Although the commercial Web is over ten years young, it’s amazing to me and nearly every programmer with whom I speak that setting up e-commerce on a website is a pain in the ass. Designers and developers spend inordinate amounts of time working with some clients who want to set up an online shopping cart. It can be extremely complicated, demoralizing, death-defying and even overwhelming, depending on the quality of the shopping cart and the programmer or group of programmers who are doing the e-commerce integration.
PayPal has attempted to do good but it never has. It’s either way too easy to set up, which makes it both ugly and dumb-looking because it’s not easily customizable, or it’s way too hard to set up, which makes it a hassle and a half. Needless to say PayPal is not now the solution that I would recommend to many people.

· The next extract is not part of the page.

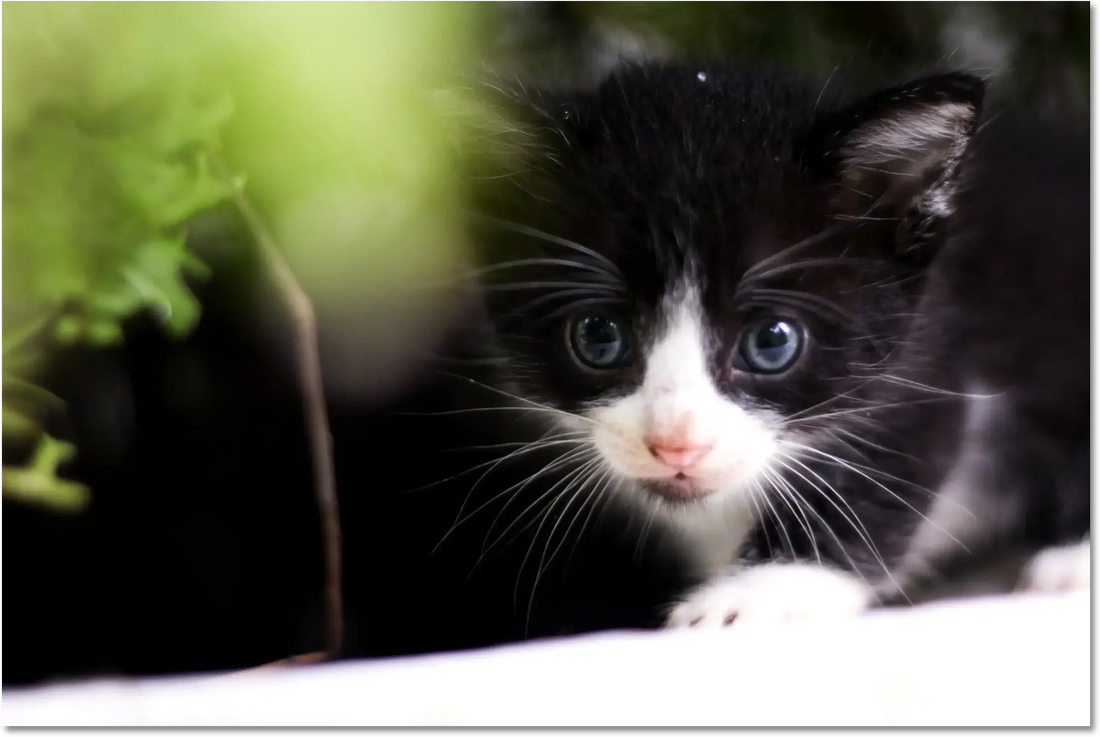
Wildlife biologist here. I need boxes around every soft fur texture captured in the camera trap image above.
[457,64,1090,625]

Yesterday, in comes Google, with a hearty huff and puff. Their new online shopping cart called Google Checkout looks a bit too much like a PayPal immitation at first glance (and not enough, upon a second glance). It does seem to connect with their online advertising base and it seems to have many different flavors that should make it a shopping cart contender, in my eyes. Here’s where it fails: the logo. Why, why does Google’s logo need to sit near every transaction button? The buttons are uglier than sin and look as if they were designed by eighth-graders in shop class. I know that much has been written about Google’s weird-bad logos and branding but this new e-commerce application can only suffer from Google’s bad, old design decisions.
Poscript: I was in esteemed company this week regarding Google and the world of fugly.